All substitutions are made using the dictionary in its current state
at the time of the substitution. So for example,
#define ID1 ID2
int i = ID1;
#define ID2 ID3
int j = ID1;
becomes
int i = ID2;
int j = ID3;
This assumes you have the #include <stdio.h> directive somewhere.
Every C program is given two output streams: standard output (stdout) and standard error (stderr). Normal output (transformed code) should be sent to stdout, while any warnings or errors should be sent to stderr. Without redirection, both streams are echoed to the terminal, so they appear interleaved with each other.
But beware! These two streams are handled differently and not synchronized. Stdout is buffered while stderr is not. That means that stderr messages go out immediately, while stdout output may be delayed in a buffer. This means that the actual order that things appear on the terminal does not necessarily reflect the order that they are generated by the program.
If you want to better synchronize things, you can flush the stdout buffer at any time by calling fflush(stdout). For example, if you do this just before sending an error message to stderr, then your normal output will appear on the terminal before the error message.
Do not send warning messages to stdout! If you do this, the warnings
will be mixed in with the normal output, and so the output files won't
match. Instead, send the messages to standard error using
fprintf(stderr, "Warning: ...", ...)
instead of
printf("Warning: ...", ...)
which sends the message to stdout. fprintf() is called just like
printf(), but takes the stream to send the output as the first argument.
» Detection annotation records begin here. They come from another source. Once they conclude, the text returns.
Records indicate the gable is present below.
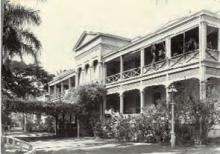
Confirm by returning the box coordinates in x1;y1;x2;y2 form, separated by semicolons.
74;31;98;49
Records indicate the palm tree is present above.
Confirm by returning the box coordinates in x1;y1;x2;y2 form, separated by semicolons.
2;2;41;65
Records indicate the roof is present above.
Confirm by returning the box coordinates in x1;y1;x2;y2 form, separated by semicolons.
49;69;75;84
73;31;131;51
114;10;219;54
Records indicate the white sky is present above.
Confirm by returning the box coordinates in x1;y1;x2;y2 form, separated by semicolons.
16;0;220;73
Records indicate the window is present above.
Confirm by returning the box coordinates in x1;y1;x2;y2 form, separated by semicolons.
171;34;184;57
153;92;161;106
184;27;199;52
144;41;166;65
207;26;219;50
171;27;199;57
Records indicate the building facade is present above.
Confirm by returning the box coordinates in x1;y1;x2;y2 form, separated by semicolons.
48;10;220;114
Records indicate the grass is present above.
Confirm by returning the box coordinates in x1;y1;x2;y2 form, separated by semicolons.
27;138;220;154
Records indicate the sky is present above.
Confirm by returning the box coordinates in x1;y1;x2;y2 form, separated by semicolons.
13;0;220;74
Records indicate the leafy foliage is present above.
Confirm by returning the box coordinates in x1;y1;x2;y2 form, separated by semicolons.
2;61;53;98
2;2;41;64
64;84;106;115
98;103;170;142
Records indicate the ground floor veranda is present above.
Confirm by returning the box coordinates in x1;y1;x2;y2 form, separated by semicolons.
104;77;220;114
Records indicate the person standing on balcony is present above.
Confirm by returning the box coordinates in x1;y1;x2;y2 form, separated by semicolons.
186;37;198;51
156;43;165;61
151;44;156;67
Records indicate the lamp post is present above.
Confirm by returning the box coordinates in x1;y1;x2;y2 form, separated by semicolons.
169;84;177;148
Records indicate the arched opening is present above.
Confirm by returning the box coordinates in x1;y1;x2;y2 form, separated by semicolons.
124;89;140;114
93;60;99;80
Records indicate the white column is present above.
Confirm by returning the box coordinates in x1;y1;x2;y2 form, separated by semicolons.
102;63;107;84
96;61;103;81
199;80;207;101
120;56;124;80
80;69;85;85
48;85;50;95
218;28;220;61
140;88;145;113
75;69;79;87
140;48;144;74
88;63;94;82
54;84;57;96
199;21;207;61
165;37;171;59
68;77;72;89
119;92;124;114
199;21;207;100
60;81;64;94
165;84;170;108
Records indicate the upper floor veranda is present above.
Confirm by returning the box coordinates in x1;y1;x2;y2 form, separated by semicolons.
103;11;220;87
49;11;220;102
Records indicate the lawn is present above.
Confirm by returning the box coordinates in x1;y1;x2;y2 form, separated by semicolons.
30;138;220;154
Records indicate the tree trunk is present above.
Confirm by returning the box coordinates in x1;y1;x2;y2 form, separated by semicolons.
23;113;27;133
55;115;58;136
76;116;80;138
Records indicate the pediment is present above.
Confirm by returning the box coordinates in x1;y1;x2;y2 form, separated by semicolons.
74;31;98;49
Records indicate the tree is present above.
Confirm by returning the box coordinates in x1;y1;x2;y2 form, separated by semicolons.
174;83;220;144
2;2;41;64
64;84;106;136
2;61;54;98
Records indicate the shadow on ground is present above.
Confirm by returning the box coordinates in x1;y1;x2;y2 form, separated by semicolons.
30;138;220;154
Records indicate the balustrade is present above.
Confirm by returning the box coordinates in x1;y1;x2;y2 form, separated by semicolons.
50;90;68;102
3;136;36;154
122;67;141;79
206;49;219;61
106;50;201;84
105;73;121;83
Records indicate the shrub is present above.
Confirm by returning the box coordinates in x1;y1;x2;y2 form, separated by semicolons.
99;102;170;142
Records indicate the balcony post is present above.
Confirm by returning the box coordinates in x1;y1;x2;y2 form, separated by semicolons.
165;84;170;108
102;63;107;84
217;28;220;61
119;92;124;114
199;21;207;61
60;81;64;95
120;56;124;80
199;21;207;94
87;63;94;82
140;48;145;74
54;84;57;96
68;77;72;89
48;85;50;95
98;61;105;81
75;68;79;87
140;88;145;113
165;37;171;66
80;68;86;85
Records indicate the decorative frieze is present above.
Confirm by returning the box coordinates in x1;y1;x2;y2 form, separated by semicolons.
107;86;121;95
168;68;199;81
142;75;166;87
121;82;140;91
206;67;220;76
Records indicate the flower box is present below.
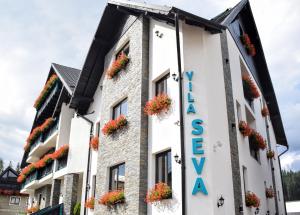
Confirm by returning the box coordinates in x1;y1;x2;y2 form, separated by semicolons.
249;130;267;151
261;106;269;117
245;191;260;208
34;74;58;110
145;183;172;204
84;197;95;210
266;187;275;199
144;94;172;116
90;136;99;151
99;190;125;207
106;52;129;79
242;74;260;101
267;150;275;159
239;121;252;137
102;115;127;135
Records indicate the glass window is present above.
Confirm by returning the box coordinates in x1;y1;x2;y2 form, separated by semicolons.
155;73;170;95
156;150;172;187
113;99;127;119
9;196;21;205
109;163;125;190
115;42;129;59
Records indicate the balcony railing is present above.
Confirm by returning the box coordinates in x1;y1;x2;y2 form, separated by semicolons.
56;155;68;171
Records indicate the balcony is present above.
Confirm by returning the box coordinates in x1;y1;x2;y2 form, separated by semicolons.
26;119;58;163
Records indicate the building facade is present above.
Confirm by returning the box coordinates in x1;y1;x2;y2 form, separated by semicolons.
0;167;28;215
20;0;288;215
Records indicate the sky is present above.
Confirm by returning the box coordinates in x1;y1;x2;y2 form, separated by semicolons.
0;0;300;171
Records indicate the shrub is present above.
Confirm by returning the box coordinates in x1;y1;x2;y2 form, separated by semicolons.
99;190;125;207
145;183;172;203
144;94;172;115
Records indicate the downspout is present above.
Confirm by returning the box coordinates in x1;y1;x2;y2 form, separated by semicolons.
278;145;290;214
174;12;186;215
76;112;94;215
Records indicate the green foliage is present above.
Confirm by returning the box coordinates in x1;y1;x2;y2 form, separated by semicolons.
73;202;81;215
282;170;300;201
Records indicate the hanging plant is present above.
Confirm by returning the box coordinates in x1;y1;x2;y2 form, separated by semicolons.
249;130;267;150
90;136;99;151
245;191;260;208
261;106;269;117
34;74;58;110
242;74;260;101
239;121;252;137
84;197;95;210
267;150;275;159
144;94;172;116
266;187;275;199
102;115;127;135
241;33;256;57
145;183;172;204
106;52;129;79
99;190;125;207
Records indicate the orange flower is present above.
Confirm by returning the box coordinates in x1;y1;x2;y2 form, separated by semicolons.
34;74;58;110
245;191;260;208
239;121;252;137
106;52;129;79
90;136;99;150
261;106;269;117
102;115;127;135
144;94;172;115
99;190;125;206
84;197;95;210
242;74;260;99
145;182;172;203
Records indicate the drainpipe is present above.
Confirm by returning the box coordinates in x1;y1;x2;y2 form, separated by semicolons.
278;145;289;214
76;111;94;215
174;12;186;215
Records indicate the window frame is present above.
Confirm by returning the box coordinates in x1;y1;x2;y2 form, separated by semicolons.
112;97;128;119
155;149;172;188
9;196;21;206
108;162;126;191
155;72;170;96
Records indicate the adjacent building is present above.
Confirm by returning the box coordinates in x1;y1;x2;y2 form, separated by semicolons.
19;0;288;215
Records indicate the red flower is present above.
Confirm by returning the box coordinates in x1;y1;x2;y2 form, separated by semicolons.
34;74;58;110
245;192;260;208
144;94;172;115
106;52;129;79
99;190;125;206
242;74;260;99
102;115;127;135
249;130;267;150
261;106;269;117
84;197;95;209
90;136;99;150
145;182;172;203
239;121;252;137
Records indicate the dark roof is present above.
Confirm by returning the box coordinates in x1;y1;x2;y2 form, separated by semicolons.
70;0;225;114
52;63;81;95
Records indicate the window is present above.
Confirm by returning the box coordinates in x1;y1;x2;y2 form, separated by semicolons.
155;73;170;95
115;42;129;59
9;196;21;205
109;163;125;190
112;98;127;119
155;150;172;187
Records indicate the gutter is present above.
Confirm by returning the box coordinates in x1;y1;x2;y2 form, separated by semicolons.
174;12;186;215
76;112;94;215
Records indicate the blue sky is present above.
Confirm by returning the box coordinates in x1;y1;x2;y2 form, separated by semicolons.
0;0;300;170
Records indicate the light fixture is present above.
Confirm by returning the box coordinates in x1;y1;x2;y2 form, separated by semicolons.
174;154;181;164
217;195;225;207
254;208;259;214
172;73;178;81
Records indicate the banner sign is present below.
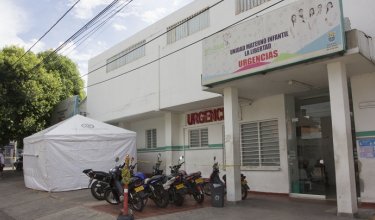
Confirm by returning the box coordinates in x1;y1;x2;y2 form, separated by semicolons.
202;0;345;86
186;107;224;125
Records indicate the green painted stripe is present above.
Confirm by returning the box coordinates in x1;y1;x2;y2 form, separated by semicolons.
208;144;224;148
355;131;375;137
137;144;224;153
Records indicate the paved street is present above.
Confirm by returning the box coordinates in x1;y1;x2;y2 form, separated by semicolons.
0;171;375;220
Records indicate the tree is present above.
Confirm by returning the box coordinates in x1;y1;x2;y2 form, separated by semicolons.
0;46;84;145
38;50;85;100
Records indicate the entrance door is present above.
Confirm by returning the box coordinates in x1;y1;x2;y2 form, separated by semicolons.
292;97;336;198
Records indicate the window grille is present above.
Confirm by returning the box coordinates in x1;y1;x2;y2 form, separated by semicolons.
106;40;146;73
167;8;210;44
189;128;208;148
236;0;270;14
241;120;280;167
146;129;156;148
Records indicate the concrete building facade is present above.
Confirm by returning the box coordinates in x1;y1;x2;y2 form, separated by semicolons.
86;0;375;215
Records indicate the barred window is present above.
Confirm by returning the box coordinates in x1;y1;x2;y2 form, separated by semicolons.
146;129;156;148
106;40;146;73
167;8;210;44
236;0;270;14
241;120;280;168
189;128;208;147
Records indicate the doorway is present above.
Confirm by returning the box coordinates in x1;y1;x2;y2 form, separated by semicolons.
291;96;336;199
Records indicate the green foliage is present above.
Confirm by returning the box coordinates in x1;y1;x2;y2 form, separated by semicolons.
0;46;84;145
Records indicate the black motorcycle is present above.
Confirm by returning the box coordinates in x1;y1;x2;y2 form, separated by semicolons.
82;169;111;200
144;153;169;208
163;156;186;206
180;171;204;204
104;160;145;211
203;157;250;200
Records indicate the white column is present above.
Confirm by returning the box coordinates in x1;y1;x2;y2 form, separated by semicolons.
224;87;241;202
164;112;173;174
327;62;358;215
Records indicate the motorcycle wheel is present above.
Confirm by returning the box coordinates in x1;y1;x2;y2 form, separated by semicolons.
241;186;247;200
153;186;169;208
193;191;204;204
91;180;104;200
203;183;211;196
104;188;120;205
129;193;145;212
174;193;185;206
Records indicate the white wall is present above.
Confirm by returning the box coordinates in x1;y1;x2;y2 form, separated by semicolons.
129;117;165;149
351;73;375;203
87;0;292;121
240;95;289;193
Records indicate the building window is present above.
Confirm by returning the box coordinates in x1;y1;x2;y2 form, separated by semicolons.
106;40;146;73
189;128;208;147
167;8;210;44
146;129;156;148
241;120;280;168
236;0;270;14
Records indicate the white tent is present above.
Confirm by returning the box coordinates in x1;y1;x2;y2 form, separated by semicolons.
23;115;136;192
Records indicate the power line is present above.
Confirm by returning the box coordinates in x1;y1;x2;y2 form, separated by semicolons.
62;0;133;55
81;0;224;78
12;0;81;66
86;0;285;88
31;0;128;70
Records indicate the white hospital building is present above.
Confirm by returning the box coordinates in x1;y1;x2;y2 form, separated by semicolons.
86;0;375;215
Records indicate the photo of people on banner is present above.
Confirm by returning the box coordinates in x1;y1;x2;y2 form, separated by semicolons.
290;1;339;41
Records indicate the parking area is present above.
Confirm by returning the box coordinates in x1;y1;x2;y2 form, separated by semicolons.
0;170;375;220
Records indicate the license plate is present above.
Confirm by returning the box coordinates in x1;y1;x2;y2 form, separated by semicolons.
134;186;145;192
195;178;203;183
176;183;184;189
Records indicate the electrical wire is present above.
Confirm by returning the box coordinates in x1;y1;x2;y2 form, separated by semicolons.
31;0;126;71
81;0;224;78
12;0;81;66
61;0;133;56
86;0;285;88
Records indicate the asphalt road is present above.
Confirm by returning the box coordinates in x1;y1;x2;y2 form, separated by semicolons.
0;171;375;220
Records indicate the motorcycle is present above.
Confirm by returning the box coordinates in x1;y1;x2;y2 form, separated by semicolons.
184;171;204;204
13;156;23;171
104;158;145;211
144;153;169;208
203;157;250;200
82;169;110;200
163;156;186;206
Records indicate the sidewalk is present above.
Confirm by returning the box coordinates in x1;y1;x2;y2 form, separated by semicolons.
0;171;375;220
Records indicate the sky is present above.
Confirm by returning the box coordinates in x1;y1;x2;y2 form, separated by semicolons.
0;0;375;87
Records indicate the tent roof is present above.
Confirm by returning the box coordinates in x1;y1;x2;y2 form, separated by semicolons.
24;115;136;142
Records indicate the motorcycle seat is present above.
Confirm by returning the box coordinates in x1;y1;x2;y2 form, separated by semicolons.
186;171;202;178
145;175;164;184
94;171;110;179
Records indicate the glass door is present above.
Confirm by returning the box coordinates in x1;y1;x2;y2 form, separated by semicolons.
292;97;336;197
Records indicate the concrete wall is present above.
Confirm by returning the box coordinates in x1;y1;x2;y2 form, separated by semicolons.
87;0;292;121
240;95;289;193
351;73;375;203
129;117;165;149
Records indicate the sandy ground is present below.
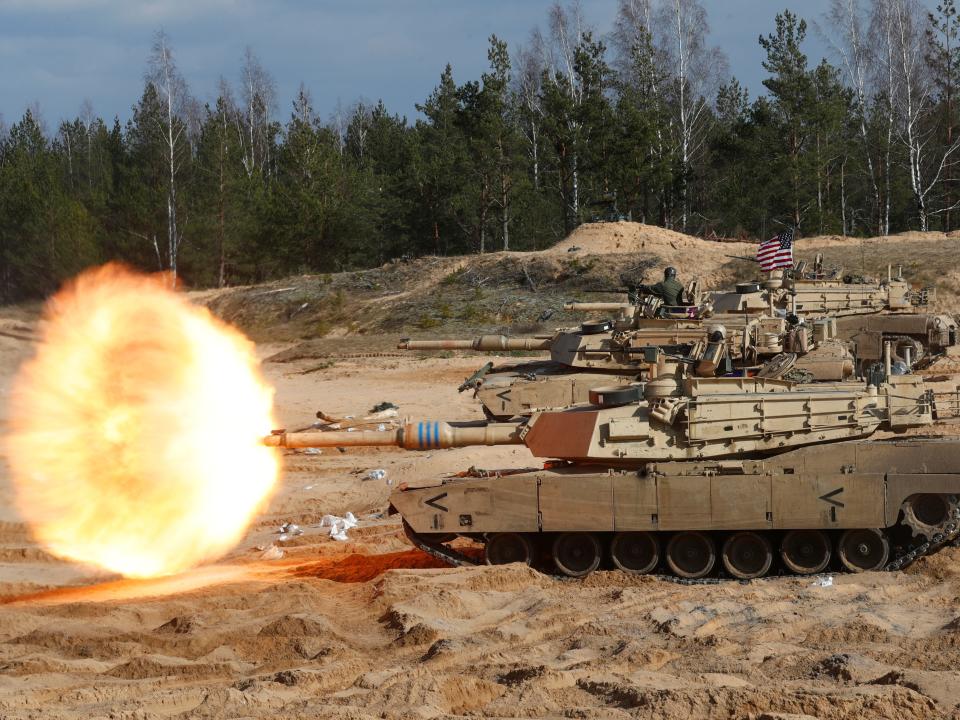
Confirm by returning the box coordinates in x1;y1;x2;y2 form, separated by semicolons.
0;229;960;720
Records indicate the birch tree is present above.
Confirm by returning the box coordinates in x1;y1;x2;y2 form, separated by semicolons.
512;43;544;191
822;0;889;233
660;0;727;231
146;30;192;285
877;0;960;231
535;1;587;228
237;46;277;176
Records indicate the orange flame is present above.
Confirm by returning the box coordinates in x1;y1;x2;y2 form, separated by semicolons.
7;265;278;577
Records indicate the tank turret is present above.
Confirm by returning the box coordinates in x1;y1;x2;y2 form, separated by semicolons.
398;316;854;420
264;376;960;579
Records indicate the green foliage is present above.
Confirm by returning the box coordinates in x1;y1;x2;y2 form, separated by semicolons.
0;0;960;300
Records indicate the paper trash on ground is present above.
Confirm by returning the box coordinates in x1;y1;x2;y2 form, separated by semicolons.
320;511;357;542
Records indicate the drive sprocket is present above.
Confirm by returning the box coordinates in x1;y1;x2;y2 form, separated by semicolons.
900;493;960;542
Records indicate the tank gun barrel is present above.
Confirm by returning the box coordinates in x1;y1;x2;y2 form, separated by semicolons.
563;302;633;312
397;335;552;352
263;421;523;450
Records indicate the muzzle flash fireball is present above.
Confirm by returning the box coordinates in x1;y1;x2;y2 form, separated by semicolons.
7;265;278;577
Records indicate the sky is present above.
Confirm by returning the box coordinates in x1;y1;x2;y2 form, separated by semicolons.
0;0;935;127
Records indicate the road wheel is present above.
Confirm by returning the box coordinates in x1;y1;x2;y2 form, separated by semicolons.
667;532;717;579
610;532;660;575
780;530;831;575
553;533;602;577
837;528;890;572
484;533;533;565
721;532;773;580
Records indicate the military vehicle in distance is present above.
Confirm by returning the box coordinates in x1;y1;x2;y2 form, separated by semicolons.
264;358;960;579
398;258;960;420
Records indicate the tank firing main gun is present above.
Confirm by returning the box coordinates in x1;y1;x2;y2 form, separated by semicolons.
264;376;960;579
264;376;934;467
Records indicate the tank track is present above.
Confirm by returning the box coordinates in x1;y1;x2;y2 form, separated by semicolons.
403;500;960;585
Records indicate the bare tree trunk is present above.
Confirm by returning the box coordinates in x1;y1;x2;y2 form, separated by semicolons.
674;0;690;232
840;158;847;237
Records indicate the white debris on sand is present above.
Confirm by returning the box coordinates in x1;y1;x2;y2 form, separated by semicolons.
260;545;283;560
320;511;357;542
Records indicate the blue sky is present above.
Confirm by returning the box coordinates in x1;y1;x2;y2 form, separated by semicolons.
0;0;932;127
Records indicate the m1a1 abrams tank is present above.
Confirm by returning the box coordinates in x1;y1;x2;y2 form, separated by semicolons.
264;372;960;579
398;316;853;420
709;256;960;367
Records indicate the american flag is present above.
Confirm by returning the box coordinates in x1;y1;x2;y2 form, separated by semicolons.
757;230;793;272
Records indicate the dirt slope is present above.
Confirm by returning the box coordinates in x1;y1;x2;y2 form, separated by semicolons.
197;222;960;346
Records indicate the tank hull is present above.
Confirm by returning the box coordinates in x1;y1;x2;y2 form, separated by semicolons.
390;439;960;576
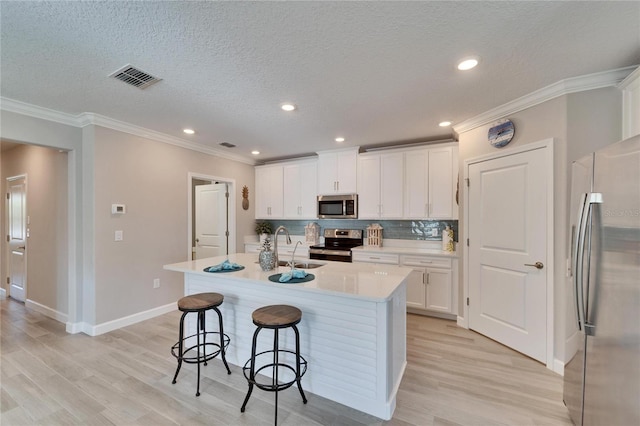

In the Windows world, lines in text files end with the sequence \r\n
(carriage-return, linefeed), whereas in Unix/Linux they end in \n
only. Please be aware of this if you edit text files on Windows. You
can hand-edit your files with emacs on Unix/Linux to remove the
offending carriage returns, or you can run your file through the lexer
generated by this flex program:
%%
\r\n putchar('\n');
%%
int main()
{
yylex();
return 0;
}
(You compile lex.yy.c using the -lfl switch.)
This is a great command! Use it to inspect the contents of a file.
For example,
od -c mytextfile
lists each byte of the text file in a readable way. This is
especially useful to determine the presence and nature of whitespace
in your file, which is often hard to do when viewing your file in some
editors. Other switches give other output formats. Type
man od
for more information.
Below are just my recommendations. Your mileage may vary.
First, run the C preprocessor (gcc -E) on the various test files and see what happens. Then look at and test the sample flex programs I made available to you (see the next section).
Implement the flex pattern matcher next, because this is probably the least familiar to you. To start with, you can have trivial actions that maybe just print the texts of the matches. This will allow you to test whether you've got your rules correct. You'll need rules for matching #define directives or their individual components, as well as a rule for finding identifiers in the rest of the code.
Next, implement the dictionary, including routines for searching for, adding, and updating an entry, as well as checking for, marking, and unmarking cycles. Please, please, PLEASE make every attempt to implement this data structure from scratch. That way, you will learn the C programming techniques that are most important for the main project to come.
To help you get more of a feeling for using flex, I have provided two
sample flex programs, with Makefiles, used in previous classes in the
subdirectories "wordcount" and "tokens". The latter was taken directly from the flex tutorial
(see "info flex" above). Copy each directory to one that you own.
For the tokens program, type "make", then
./tokens sample.pas
and observe the output. For the wordcount program, type "make", then
./wordcount
then type a few lines of text, ending with ctrl-D on a line by itself
(ctrl-D provides an end-of-file marker for keyboard input).
When done testing, type "make clean" to remove automatically generated files before you submit.
You are free to adapt and modify either of these programs for your homework without citation.